Si l’on s’accorde généralement pour louer les vertus des démarches individuelles des « lanceurs d’alerte » (Edward Snowden vis-à-vis du programme de surveillance NSA ; Julian Assange avec Wikileaks), il serait faux de dire que le droit et la politique ont assuré une véritable protection des hérauts solitaires de l’intérêt général. Au contraire.
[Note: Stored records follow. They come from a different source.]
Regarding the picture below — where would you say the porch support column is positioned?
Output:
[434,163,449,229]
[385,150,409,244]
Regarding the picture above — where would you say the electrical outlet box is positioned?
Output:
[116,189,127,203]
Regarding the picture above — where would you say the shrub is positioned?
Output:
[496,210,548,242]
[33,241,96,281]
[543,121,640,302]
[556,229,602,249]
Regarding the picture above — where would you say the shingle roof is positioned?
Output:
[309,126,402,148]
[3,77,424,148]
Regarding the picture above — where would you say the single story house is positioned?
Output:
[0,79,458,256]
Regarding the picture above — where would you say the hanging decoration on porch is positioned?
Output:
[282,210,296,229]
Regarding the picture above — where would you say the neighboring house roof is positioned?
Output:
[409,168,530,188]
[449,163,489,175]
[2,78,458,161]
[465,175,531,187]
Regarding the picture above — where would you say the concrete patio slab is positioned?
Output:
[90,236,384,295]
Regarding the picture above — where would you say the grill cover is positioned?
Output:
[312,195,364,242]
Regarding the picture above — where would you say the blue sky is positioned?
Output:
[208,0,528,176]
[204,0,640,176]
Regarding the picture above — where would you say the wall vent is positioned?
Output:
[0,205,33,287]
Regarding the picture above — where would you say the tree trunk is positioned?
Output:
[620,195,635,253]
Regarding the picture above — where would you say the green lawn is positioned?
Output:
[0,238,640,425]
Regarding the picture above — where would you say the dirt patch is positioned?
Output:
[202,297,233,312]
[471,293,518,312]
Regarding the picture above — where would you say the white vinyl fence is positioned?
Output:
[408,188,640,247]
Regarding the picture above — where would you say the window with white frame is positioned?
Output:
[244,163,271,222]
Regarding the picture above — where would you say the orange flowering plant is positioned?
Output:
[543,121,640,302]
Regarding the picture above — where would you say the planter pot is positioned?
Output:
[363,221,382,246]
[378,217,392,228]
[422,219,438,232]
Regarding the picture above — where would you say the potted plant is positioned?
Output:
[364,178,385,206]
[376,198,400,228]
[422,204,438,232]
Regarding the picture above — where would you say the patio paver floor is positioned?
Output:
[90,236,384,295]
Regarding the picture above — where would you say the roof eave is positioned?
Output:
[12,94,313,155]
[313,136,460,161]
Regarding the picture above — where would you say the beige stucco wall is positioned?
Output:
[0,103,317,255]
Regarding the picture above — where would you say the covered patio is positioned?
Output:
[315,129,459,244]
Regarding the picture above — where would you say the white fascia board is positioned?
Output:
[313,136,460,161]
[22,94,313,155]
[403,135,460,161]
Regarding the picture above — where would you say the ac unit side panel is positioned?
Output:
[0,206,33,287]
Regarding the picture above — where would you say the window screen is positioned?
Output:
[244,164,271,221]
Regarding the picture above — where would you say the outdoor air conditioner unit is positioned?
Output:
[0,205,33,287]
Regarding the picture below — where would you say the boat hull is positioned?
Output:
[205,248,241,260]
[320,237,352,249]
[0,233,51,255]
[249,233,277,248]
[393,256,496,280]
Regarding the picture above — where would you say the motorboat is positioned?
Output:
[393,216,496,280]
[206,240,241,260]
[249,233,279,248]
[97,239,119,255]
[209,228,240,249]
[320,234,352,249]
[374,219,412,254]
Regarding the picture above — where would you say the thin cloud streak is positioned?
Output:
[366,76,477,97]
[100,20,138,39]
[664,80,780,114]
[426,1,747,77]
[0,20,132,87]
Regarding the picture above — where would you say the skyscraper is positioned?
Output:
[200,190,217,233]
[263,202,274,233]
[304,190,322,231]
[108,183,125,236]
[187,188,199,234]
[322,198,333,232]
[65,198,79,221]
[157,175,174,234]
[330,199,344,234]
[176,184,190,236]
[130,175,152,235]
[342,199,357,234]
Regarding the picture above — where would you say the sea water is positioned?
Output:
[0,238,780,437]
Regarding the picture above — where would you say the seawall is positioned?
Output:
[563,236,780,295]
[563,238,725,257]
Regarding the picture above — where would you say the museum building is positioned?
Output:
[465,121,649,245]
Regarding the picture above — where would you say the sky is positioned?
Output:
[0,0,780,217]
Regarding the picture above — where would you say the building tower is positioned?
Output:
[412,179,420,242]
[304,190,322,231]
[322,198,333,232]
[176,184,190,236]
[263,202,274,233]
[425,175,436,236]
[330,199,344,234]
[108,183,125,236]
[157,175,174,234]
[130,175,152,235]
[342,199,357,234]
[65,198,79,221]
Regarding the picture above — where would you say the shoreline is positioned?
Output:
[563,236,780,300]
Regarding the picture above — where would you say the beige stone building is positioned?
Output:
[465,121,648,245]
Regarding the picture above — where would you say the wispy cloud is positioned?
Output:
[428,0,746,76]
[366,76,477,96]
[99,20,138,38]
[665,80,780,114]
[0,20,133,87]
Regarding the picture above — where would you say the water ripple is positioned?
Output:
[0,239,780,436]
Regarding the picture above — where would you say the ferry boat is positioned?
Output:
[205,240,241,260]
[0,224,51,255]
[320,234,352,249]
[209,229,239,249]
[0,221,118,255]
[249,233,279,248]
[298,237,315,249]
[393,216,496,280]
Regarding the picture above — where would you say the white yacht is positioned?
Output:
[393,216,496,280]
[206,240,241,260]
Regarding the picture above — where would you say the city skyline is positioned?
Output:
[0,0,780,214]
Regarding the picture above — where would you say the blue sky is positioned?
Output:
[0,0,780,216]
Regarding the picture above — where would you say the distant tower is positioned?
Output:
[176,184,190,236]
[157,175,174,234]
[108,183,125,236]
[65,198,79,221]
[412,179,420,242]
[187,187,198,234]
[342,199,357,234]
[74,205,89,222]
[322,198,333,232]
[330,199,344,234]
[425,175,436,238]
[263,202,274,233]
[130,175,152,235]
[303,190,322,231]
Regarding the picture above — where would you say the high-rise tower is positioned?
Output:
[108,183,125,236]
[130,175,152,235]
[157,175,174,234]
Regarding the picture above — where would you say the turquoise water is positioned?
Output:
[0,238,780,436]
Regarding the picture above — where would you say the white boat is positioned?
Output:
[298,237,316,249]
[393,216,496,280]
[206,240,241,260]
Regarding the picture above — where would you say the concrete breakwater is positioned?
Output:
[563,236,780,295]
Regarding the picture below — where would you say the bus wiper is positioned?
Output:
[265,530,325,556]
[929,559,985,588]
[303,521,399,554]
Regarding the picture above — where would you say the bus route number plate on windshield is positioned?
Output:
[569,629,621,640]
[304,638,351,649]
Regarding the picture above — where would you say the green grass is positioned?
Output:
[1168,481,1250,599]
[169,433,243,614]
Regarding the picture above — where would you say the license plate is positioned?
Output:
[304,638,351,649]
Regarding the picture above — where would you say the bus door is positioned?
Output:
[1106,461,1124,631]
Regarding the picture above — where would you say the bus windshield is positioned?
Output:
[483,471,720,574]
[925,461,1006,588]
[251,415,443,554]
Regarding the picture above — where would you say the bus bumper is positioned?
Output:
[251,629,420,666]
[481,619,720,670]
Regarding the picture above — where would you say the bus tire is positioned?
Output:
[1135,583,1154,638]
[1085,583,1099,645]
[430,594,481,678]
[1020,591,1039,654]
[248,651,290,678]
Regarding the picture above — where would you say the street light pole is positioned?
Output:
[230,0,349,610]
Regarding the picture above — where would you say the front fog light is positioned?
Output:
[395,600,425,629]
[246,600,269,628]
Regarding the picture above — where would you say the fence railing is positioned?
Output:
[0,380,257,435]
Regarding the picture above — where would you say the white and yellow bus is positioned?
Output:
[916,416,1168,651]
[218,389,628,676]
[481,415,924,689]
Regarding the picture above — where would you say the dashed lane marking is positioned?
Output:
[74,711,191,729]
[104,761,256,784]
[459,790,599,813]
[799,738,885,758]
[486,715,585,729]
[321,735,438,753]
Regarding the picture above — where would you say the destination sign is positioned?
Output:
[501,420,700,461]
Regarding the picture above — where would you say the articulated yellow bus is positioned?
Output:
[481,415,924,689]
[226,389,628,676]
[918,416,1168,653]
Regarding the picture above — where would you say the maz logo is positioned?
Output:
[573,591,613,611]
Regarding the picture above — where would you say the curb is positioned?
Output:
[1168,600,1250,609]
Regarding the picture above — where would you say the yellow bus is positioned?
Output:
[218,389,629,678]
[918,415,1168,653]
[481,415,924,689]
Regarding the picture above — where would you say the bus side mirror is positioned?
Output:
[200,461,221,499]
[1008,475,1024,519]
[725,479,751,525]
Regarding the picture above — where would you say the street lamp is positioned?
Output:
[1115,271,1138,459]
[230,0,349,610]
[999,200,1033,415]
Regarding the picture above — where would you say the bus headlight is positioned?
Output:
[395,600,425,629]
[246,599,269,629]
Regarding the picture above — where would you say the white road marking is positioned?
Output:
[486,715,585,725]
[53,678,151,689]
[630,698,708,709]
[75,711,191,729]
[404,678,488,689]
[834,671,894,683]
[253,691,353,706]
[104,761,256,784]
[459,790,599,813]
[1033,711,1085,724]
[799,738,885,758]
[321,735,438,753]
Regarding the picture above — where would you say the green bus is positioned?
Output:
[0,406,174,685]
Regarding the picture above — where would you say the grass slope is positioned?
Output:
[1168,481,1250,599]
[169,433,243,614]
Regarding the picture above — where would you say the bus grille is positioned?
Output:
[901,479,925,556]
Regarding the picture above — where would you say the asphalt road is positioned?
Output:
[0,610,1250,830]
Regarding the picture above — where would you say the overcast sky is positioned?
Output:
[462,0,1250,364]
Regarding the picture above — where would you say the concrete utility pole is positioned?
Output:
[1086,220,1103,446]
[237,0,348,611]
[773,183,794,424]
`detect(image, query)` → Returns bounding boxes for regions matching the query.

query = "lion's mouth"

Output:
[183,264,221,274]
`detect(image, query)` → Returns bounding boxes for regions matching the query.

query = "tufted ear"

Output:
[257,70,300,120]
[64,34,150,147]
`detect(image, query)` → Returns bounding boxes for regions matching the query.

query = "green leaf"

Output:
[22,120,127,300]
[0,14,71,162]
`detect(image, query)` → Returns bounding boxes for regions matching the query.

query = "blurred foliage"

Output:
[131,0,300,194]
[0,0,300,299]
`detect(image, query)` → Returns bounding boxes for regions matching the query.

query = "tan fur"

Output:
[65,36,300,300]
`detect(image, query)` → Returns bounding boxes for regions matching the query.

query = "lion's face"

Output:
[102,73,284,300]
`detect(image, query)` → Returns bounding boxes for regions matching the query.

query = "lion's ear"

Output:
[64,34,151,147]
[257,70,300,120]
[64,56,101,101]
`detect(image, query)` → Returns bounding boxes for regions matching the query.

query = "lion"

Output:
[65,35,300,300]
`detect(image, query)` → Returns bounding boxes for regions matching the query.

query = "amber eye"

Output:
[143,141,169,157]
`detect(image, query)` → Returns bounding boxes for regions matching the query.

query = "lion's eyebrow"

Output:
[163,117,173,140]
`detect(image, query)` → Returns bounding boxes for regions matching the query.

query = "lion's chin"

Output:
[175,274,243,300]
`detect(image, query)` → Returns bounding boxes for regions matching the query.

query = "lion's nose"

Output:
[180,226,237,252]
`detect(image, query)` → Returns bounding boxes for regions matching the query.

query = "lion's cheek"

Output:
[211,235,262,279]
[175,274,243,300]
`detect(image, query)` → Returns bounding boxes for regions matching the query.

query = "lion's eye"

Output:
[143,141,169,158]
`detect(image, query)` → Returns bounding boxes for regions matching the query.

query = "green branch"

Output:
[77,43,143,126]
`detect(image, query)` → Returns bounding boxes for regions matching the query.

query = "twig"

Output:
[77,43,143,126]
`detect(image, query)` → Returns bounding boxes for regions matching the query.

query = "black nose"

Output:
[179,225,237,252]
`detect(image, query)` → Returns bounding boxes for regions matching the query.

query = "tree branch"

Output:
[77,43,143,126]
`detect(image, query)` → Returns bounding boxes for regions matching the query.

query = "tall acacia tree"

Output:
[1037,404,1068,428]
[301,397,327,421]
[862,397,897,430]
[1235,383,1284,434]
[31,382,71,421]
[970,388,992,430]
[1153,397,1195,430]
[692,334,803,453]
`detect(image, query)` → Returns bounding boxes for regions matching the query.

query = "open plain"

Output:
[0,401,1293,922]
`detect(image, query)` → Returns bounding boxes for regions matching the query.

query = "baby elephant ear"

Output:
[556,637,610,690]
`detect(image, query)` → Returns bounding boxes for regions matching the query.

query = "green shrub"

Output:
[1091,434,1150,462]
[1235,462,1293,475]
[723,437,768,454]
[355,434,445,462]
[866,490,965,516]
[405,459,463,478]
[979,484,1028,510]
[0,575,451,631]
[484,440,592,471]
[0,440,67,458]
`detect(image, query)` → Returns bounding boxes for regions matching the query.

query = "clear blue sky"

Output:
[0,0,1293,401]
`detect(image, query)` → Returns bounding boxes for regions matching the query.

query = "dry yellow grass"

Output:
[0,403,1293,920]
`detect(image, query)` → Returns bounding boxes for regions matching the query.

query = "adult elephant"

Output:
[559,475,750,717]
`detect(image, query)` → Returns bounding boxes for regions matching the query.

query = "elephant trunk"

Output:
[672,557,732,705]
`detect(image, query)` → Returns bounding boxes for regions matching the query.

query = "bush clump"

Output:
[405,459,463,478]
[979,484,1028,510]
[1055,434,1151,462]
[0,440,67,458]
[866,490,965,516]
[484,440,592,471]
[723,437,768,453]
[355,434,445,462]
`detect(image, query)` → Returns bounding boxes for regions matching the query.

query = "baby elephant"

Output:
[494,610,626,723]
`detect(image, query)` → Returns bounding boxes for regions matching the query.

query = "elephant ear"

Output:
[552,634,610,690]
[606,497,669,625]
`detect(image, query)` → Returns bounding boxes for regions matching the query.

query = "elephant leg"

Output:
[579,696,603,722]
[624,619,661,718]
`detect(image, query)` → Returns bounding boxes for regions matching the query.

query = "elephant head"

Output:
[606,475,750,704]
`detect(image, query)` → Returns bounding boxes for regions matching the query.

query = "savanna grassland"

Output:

Depuis le 29 novembre 2013, un projet de directive européenne est sur les rails afin de remédier aux différences de protection juridique des secrets d’affaires entre États membres, qui entraîneraient une « fragmentation du marché intérieur ». L’objectif est de protéger les affaires contre les actions frauduleuses, illicites ou illégitimes (mais pas nécessairement illégales). Le tout, au nom de l’innovation et de la recherche et de la compétitivité des entreprises.
Tout l’enjeu syndical repose sur l’équilibre entre droit de propriété (information de nature économique, commerciale, qui ressort de l’intérêt de l’entreprise) et droit du travail et droits fondamentaux (vie privée, information, expression, travail, emploi). Pour FO, la confidentialité imposée doit être légitime et respecter les droits fondamentaux, notamment ceux des salariés et de leurs représentants (droit à l’information, liberté d’expression).
Or, pour FO, ce texte est inutile et dangereux. Inutile car le droit (français mais pas seulement) regorge déjà de dispositions permettant de sanctionner un salarié qui porterait atteinte à la confidentialité d’une information de l’entreprise : sanction contractuelle pour divulgation d’une information confidentielle, sanction de l’abus de confiance et de la mauvaise foi, sanctions pénales diverses (atteintes au secret professionnel, révélation d’un secret de fabrique, etc.).
Mais c’est surtout un texte dangereux pour les droits des travailleurs. Il fait expressément référence au « secret d’affaires », notion floue et non définie par une loi ou un règlement. Seul le Tribunal de première instance de l’UE l’a qualifié (TCE, 18 sept. 1996, Postbank c. Commission, aff. N°T-353/94) comme « des informations dont non seulement la divulgation au public mais également la simple transmission à un sujet de droit différent de celui qui a fourni l’information peut gravement léser les intérêts de celui-ci ». La directive parle elle des informations « secrètes », qui « ont une valeur commerciales » et qui « ont fait l’objet […] de dispositions raisonnables […] destinées à les garder secrètes ». On voit bien qu’avec une définition aussi vague, le texte peut englober les techniques de fabrication, le savoir-faire, les données confidentielles sur un produit, les stratégies de l’entreprise, l’état économique de la société, les techniques GRH, etc.
Dans les secteurs de la santé, de l’environnement, de l’agroalimentaire ou de la chimie, un tel texte aurait des répercussions dramatiques. D’où le risque d’une mise à l’écart des chercheurs, des agences de contrôle, des représentants du CE et du CHSCT, mais aussi simplement un accroissement des sanctions et des contrôles pesant sur les salariés, en cas de diffusion d’informations considérées comme « secrètes ».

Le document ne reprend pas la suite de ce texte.